Like Gorsuch, Kavanaugh ruled in favor of a corporation limiting healthcare to its employees if corporate owners found healthcare services offered by insurers were morally objectionable. Those objectionable services would include doctor-provided birth control and medications. The offensive services could easily include medical human blood products and procedures for those business owners who say their religion opposes them.

Kavanaugh and Gorsuch overlook that freedom of religion is meaningful only when citizens are free from the religion imposed by a business owner or the government.
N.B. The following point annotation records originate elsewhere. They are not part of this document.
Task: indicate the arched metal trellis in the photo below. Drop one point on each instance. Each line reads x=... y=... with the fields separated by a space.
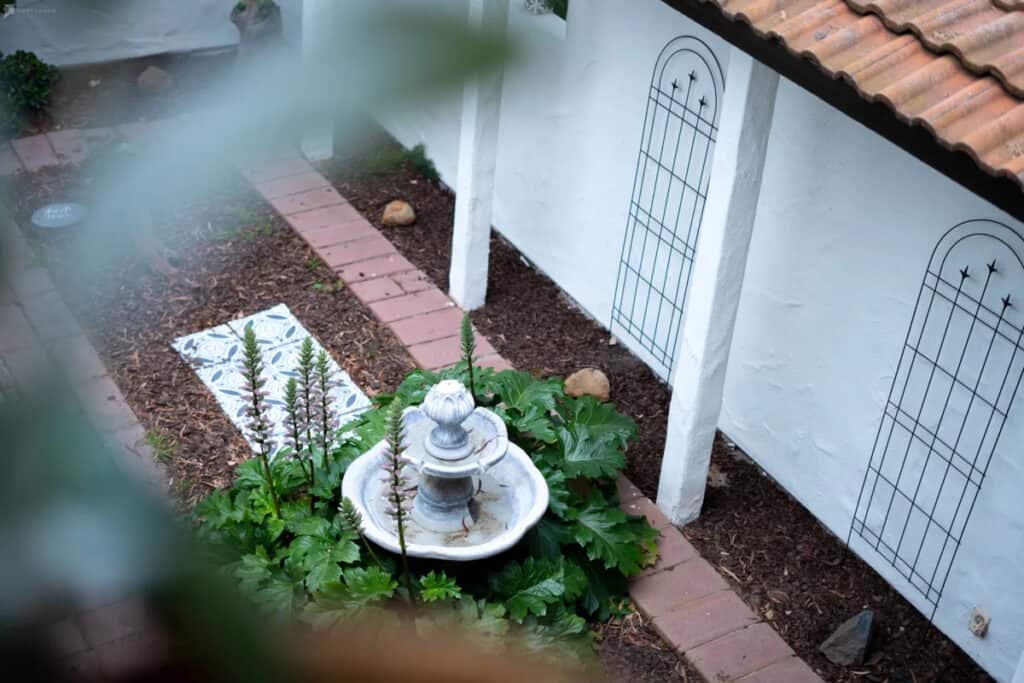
x=668 y=200
x=957 y=376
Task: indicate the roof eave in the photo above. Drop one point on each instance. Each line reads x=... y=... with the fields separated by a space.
x=914 y=139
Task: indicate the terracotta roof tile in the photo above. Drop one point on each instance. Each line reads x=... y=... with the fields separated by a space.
x=986 y=38
x=968 y=105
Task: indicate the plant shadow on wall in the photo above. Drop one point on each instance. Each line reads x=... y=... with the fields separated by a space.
x=296 y=548
x=26 y=84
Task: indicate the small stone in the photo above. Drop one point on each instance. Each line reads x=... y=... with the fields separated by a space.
x=848 y=644
x=397 y=213
x=588 y=382
x=716 y=477
x=155 y=79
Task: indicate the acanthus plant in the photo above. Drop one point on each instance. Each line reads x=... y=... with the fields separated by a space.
x=314 y=562
x=399 y=492
x=259 y=426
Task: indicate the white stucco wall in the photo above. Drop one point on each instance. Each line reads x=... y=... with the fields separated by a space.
x=845 y=227
x=69 y=33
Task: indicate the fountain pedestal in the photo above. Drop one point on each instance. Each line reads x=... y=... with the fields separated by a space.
x=477 y=494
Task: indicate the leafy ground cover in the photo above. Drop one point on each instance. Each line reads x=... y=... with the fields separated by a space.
x=295 y=547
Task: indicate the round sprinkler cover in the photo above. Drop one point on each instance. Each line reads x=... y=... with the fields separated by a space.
x=62 y=214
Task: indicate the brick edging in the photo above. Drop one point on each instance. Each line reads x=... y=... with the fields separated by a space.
x=421 y=315
x=687 y=600
x=38 y=333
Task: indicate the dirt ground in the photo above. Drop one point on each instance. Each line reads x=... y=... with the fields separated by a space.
x=781 y=560
x=222 y=256
x=108 y=94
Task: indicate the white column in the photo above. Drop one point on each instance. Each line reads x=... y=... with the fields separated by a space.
x=481 y=100
x=702 y=353
x=317 y=133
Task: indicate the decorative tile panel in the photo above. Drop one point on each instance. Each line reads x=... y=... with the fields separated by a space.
x=215 y=354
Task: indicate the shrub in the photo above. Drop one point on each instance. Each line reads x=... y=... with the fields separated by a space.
x=27 y=82
x=307 y=559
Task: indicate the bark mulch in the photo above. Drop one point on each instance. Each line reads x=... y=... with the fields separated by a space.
x=212 y=259
x=796 y=573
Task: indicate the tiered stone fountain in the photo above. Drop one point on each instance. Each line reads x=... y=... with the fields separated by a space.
x=477 y=493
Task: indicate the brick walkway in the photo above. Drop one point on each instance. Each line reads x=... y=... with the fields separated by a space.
x=685 y=598
x=111 y=636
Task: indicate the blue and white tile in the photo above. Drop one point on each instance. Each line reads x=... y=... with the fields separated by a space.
x=227 y=384
x=273 y=327
x=215 y=355
x=209 y=347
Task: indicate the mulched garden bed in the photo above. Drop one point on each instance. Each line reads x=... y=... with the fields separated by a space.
x=108 y=94
x=222 y=256
x=796 y=573
x=219 y=257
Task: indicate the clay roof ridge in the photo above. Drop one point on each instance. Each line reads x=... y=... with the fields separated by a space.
x=986 y=37
x=1010 y=168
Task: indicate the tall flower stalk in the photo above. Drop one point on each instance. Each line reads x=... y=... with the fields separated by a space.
x=259 y=427
x=354 y=521
x=306 y=387
x=468 y=349
x=399 y=493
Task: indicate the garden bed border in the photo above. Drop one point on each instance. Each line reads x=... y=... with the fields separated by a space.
x=686 y=599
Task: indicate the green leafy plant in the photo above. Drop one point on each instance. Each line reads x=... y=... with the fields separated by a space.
x=354 y=521
x=437 y=587
x=393 y=158
x=468 y=343
x=399 y=489
x=422 y=163
x=27 y=84
x=163 y=444
x=314 y=562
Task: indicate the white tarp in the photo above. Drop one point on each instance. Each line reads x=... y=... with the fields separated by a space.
x=78 y=32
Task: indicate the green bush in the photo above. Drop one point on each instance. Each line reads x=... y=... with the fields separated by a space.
x=312 y=562
x=392 y=159
x=27 y=82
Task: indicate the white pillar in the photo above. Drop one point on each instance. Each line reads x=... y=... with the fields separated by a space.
x=481 y=100
x=317 y=134
x=702 y=352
Kavanaugh has proven himself a dutiful soldier to the agenda of Trump and the far-right extremists in Congress who continue to prop him him up. The danger with his confirmation is a president who gains power over the people’s Congress. At risk are the rights of gays and women over the rights of backward state legislatures, and the rights of poor, minority voters to be heard by those who seek to suppress them.

We ask that Colorado’s two senators oppose Kavanaugh’s confirmation and insist Trump nominate a candidate willing to ensure rulings based on the merits of each case rather than the willingness to advance the agenda of right-wing extremists.